The Supreme One is described in the Upanishads as having lotus eyes. Lord Narayana’s eyes have the beauty of a lotus flower, and this fact is reiterated in our epics too, said Akkarakkani Srinidhi in a discourse.
When Lord Krishna goes as the messenger of the Pandavas to the court of Duryodhana, He stays in the house of Vidura. Duryodhana is inimically disposed towards the Pandavas, on whose behalf Krishna has come, and yet even he addresses Krishna as ‘Pundareekaksha,’ meaning lotus-eyed One.
The Lord is One whose beauty is immense. Dasaratha addresses Rama as ‘Rajeevalochana,’ which again means the One with lotus-like eyes. Valmiki describes Rama as being more beautiful than the Moon. The Lord’s glances of mercy confer innumerable blessings on the one so blessed to be seen by Him.
Those who listen to His greatness being described become gnanis. When Prahlada was in his mother’s womb, Narada spoke to her about the greatness of Narayana, and as a result of this, Prahlada had unshakeable faith in the Lord even when he was a child. The Lord’s eyes are like the Sun, in its blazing intensity and scorching heat, when it comes to looking at the enemies of His devotees. But when it comes to looking at His devotees, His eyes are like the Moon, with their cool and pleasing glances.
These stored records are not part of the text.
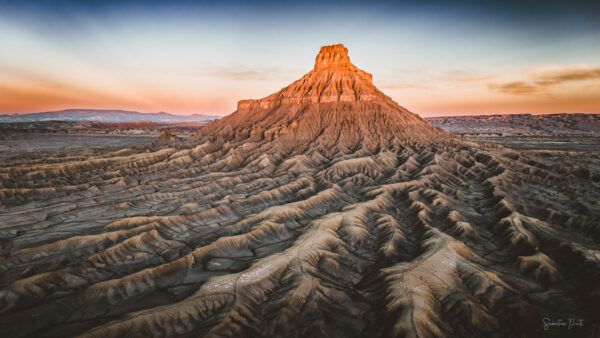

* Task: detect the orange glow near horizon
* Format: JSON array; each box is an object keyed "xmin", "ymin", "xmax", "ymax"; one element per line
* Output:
[
  {"xmin": 0, "ymin": 80, "xmax": 235, "ymax": 116},
  {"xmin": 2, "ymin": 64, "xmax": 600, "ymax": 117},
  {"xmin": 3, "ymin": 64, "xmax": 600, "ymax": 117}
]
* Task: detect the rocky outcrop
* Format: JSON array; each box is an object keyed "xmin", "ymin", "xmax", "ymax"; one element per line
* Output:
[
  {"xmin": 200, "ymin": 44, "xmax": 442, "ymax": 152},
  {"xmin": 151, "ymin": 130, "xmax": 184, "ymax": 149}
]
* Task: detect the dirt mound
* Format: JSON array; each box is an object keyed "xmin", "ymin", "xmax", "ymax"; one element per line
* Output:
[{"xmin": 151, "ymin": 130, "xmax": 184, "ymax": 148}]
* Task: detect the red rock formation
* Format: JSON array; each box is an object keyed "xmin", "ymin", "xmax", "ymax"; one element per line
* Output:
[{"xmin": 200, "ymin": 44, "xmax": 443, "ymax": 151}]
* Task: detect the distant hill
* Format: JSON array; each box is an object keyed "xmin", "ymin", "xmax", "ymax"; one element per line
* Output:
[
  {"xmin": 0, "ymin": 109, "xmax": 219, "ymax": 123},
  {"xmin": 426, "ymin": 113, "xmax": 600, "ymax": 135}
]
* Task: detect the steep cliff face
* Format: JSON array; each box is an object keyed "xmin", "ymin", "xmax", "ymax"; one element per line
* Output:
[{"xmin": 200, "ymin": 44, "xmax": 442, "ymax": 151}]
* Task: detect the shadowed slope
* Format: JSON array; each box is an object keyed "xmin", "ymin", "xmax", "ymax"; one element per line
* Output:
[{"xmin": 0, "ymin": 45, "xmax": 599, "ymax": 337}]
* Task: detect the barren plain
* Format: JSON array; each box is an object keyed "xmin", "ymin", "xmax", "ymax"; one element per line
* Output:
[{"xmin": 1, "ymin": 45, "xmax": 599, "ymax": 337}]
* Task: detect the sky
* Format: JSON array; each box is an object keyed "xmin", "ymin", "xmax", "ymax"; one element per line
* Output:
[{"xmin": 0, "ymin": 0, "xmax": 599, "ymax": 117}]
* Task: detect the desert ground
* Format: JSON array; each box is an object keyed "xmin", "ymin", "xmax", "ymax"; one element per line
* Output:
[
  {"xmin": 427, "ymin": 113, "xmax": 600, "ymax": 136},
  {"xmin": 466, "ymin": 135, "xmax": 600, "ymax": 153},
  {"xmin": 1, "ymin": 45, "xmax": 599, "ymax": 337}
]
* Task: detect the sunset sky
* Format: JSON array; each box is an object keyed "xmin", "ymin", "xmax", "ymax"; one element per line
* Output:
[{"xmin": 1, "ymin": 0, "xmax": 599, "ymax": 117}]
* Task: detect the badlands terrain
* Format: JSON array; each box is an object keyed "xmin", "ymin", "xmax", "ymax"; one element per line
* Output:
[
  {"xmin": 427, "ymin": 113, "xmax": 600, "ymax": 136},
  {"xmin": 0, "ymin": 45, "xmax": 599, "ymax": 337}
]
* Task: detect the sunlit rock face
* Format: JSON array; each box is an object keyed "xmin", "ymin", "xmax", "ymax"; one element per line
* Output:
[
  {"xmin": 314, "ymin": 44, "xmax": 354, "ymax": 70},
  {"xmin": 1, "ymin": 45, "xmax": 599, "ymax": 337},
  {"xmin": 200, "ymin": 44, "xmax": 440, "ymax": 151}
]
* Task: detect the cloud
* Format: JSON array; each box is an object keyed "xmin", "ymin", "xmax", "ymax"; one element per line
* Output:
[
  {"xmin": 205, "ymin": 66, "xmax": 293, "ymax": 81},
  {"xmin": 487, "ymin": 81, "xmax": 547, "ymax": 95},
  {"xmin": 440, "ymin": 70, "xmax": 497, "ymax": 84},
  {"xmin": 530, "ymin": 65, "xmax": 600, "ymax": 84},
  {"xmin": 380, "ymin": 70, "xmax": 496, "ymax": 90},
  {"xmin": 379, "ymin": 82, "xmax": 431, "ymax": 90},
  {"xmin": 488, "ymin": 65, "xmax": 600, "ymax": 96}
]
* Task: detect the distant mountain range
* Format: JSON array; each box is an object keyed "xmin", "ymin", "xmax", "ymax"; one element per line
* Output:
[
  {"xmin": 426, "ymin": 113, "xmax": 600, "ymax": 135},
  {"xmin": 0, "ymin": 109, "xmax": 220, "ymax": 123}
]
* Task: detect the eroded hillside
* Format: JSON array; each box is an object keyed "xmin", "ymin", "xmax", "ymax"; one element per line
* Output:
[{"xmin": 1, "ymin": 45, "xmax": 599, "ymax": 337}]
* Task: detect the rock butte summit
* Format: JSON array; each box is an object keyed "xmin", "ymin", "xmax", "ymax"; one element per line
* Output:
[{"xmin": 200, "ymin": 44, "xmax": 443, "ymax": 151}]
Sabari, the aged ascetic, waits for Rama, for she has been asked to wait for Him by her acharyas. When Rama arrives, she serves Him fruits she has picked for Him. She says that His kind eyes have blessed her. The task assigned to her by her acharyas having been performed by her, she gives up her life and attains moksha.
Koorathazhvar, in his Sri Vaikunta Sthavam, describes Narayana as the lotus-eyed One, and offers his salutations to the Lord. Koorathazhvar also describes His eyes as being cool, and as eyes that grant to devotees boons that they seek.
The Lord's eyes are beautiful in archa form too, and Thirupanazhvar describes the eyes of Lord Ranganatha as being big and long.